I'm actually NW suburbs (Hanover Park, near Schaumburg).  Easier to just say Chicago.


----------



## Gaiden (Feb 24, 2002)

IMHO some of the best PCs for rogue are crossclassed - soul knife and arcane trickster.


----------



## EOL (Feb 24, 2002)

Gaiden said:
			
		

> *IMHO some of the best PCs for rogue are crossclassed - soul knife and arcane trickster. *



That's a whole heap of Psion or Mage/Sorcerer levels for him to take before he'd be able play either.  But I do have to agree that with the right choices a Savant/Soul Knife makes an excellent rogue-type.


----------



## Mark (Feb 24, 2002)

It looks like you've gone through them and figured out what is possible without too much building beyond what you now have.



			
				Darkness8Me said:
			
		

> *DMG:  Assassin (requires an evil alignment, which usually isn't allowed).*




That evil thing is kinda of a deal breaker especially with a Cleric of Heronious in the group.



			
				Darkness8Me said:
			
		

> *DMG:  Shadowdancer (neat concept)*




With you current thinking (somewhat cowardly, not really a thief), this is the one I would suggest.  You need to get the Hide and Move Silently Skills up to 8 ranks and Perform up to 5 ranks.  Pick up the Mobility Feat and you're all set.  Take a closer look at the Class Features for the Shadowdancer, but it sounds like a pretty good match for you.



			
				Darkness8Me said:
			
		

> *S&F:  Duelist (kinda).*




The reluctant duelist, who spouts off and gets himself into trouble only to regret his brashness later might be fun.  You'd need to pick up both Mobility and Ambidexterity, so you might not want to wait that long.  If you do, your BaB should be plenty by then but bring your Perform Skill up one rank in the meantime.



			
				Darkness8Me said:
			
		

> *S&F:  Ninja of the Crescent Moon (thank god for errata).*




I think the Shadowdancer has better possiblities than this Prestige Class.  You'd have to get too many Feats before you could switch and unless your DM is building this whole concept into the campaign already, it might be too much to ask the DM to do...especially if they already have other plans and games set up for your group.



			
				Darkness8Me said:
			
		

> *S&S:  Thief-Acrobat (seems underpowered).*




I suppose but if you want to stay away from the whole "Rogue as Thief" idea, this one isn't going to help.  Are you a member of the Thieves Guild as the class _says_ is required?   You'd have to bring Balance, Climb, and Jump Skills all up to 8 ranks.



			
				Darkness8Me said:
			
		

> *OA:  Ninja Spy (probably the best one I've found). *




Sounds like this is the one you want, so why not go for it?  Again, I caution the possibility that it might not fit in with your DM's setting concept, but it can't hurt to ask! 

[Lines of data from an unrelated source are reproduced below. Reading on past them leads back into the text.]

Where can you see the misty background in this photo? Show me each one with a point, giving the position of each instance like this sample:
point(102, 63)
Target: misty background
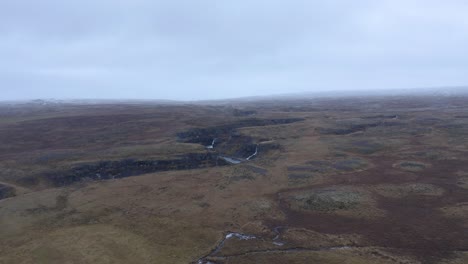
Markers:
point(207, 49)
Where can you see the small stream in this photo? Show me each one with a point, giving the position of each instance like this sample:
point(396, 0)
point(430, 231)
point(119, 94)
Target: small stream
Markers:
point(277, 241)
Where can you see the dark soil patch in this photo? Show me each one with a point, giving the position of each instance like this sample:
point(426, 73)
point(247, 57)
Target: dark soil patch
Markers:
point(205, 136)
point(6, 191)
point(104, 170)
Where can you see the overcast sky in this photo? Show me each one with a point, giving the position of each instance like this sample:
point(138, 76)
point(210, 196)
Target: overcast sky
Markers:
point(207, 49)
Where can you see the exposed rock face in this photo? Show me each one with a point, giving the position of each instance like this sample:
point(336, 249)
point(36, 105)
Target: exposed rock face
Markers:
point(125, 168)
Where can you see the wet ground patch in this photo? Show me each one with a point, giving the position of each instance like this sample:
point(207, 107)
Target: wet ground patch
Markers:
point(341, 200)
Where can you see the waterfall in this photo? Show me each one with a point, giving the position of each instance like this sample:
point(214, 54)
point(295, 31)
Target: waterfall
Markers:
point(255, 153)
point(212, 144)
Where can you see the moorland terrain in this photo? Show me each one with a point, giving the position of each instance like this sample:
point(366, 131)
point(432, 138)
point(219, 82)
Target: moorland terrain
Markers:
point(330, 180)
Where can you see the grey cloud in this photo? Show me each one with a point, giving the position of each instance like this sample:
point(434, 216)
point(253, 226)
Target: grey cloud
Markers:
point(205, 49)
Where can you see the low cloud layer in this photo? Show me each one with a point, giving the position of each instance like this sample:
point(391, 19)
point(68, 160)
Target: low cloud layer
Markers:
point(186, 50)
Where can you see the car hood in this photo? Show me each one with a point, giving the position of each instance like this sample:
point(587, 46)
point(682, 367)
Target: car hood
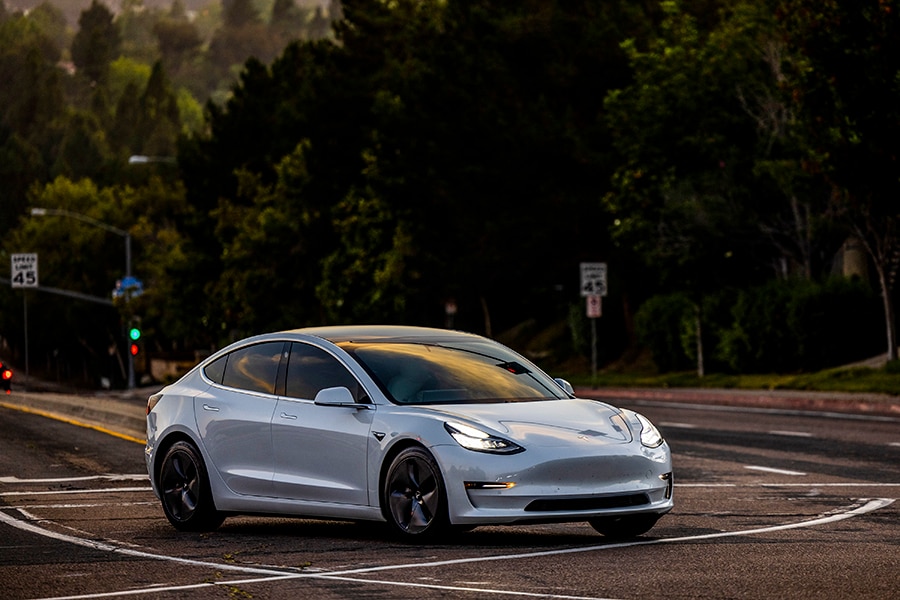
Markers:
point(547, 423)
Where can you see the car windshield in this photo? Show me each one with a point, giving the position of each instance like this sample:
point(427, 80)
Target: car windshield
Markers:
point(473, 372)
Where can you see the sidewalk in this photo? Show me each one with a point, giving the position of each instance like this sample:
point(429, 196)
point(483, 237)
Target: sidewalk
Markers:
point(881, 405)
point(122, 412)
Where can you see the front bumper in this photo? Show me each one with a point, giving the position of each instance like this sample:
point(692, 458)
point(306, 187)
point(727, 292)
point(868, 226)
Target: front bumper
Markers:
point(556, 485)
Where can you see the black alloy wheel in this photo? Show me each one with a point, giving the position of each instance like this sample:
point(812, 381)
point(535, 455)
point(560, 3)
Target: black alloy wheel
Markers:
point(184, 486)
point(415, 500)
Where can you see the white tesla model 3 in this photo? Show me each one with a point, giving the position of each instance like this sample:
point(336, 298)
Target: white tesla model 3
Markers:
point(426, 429)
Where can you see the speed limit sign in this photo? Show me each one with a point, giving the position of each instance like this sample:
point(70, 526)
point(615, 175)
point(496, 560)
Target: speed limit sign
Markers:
point(24, 270)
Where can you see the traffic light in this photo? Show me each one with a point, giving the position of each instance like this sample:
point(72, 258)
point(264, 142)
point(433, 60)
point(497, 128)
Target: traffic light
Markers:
point(134, 334)
point(5, 377)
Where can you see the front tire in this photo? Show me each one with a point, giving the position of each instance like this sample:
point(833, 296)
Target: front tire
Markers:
point(184, 488)
point(414, 497)
point(625, 526)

I dont use FR stuff, so I can't comment on the other... 



			
				Darkness8Me said:
			
		

> *I'm actually NW suburbs (Hanover Park, near Schaumburg).  Easier to just say Chicago. *




We'll be getting another Gameday (like the EN Boards Chicago one we did in January) together in Mount Prospect for June sometime.  Check the events section of my message boards (use the link in my sig, then click on the globe) for details as they unfold.  

Hope that all helps!


----------



## Charles Ryan Leek (Feb 6, 2017)

has any one ever seen the footman prestige class? i cant find the rules for it anywhere?  
its a small character class gnome /halfling


----------



## TBeholder (Feb 25, 2017)

Charles Ryan Leek said:


> has any one ever seen the footman prestige class? i cant find the rules for it anywhere?
> its a small character class gnome /halfling



 Not on the official list. Thus probably Dragon or 3rd party. Or even Pathfinder.


----------



## Becky Sagel (Jul 7, 2021)

Darkness8Me said:


> I'm currently playing a low level rogue (human) and I was looking for a prestige class to shoot for.  Maybe I'm blind, but is there a shortage of good prestige classes for rogues?  I found most of the ones listed in S&S to be boring or underpowered.
> 
> All that I've been able to find so far is:
> 
> DMG:  Assassin (requires an evil alignment, which usually isn't allowed).



Doible check with your DM. You might be able to slide with a less than "evil" alignment. Mine let me play chaotic evil because I refused to kill children, thus my "code of honor" let me not be strickly evil.


----------



## Ancalagon (Jul 7, 2021)

Becky Sagel said:


> Doible check with your DM. You might be able to slide with a less than "evil" alignment. Mine let me play chaotic evil because I refused to kill children, thus my "code of honor" let me not be strickly evil.



why are you replying to a thread from 2002.  Is this thread necromancy "not strickly evil?"   

(welcome aboard!   )


----------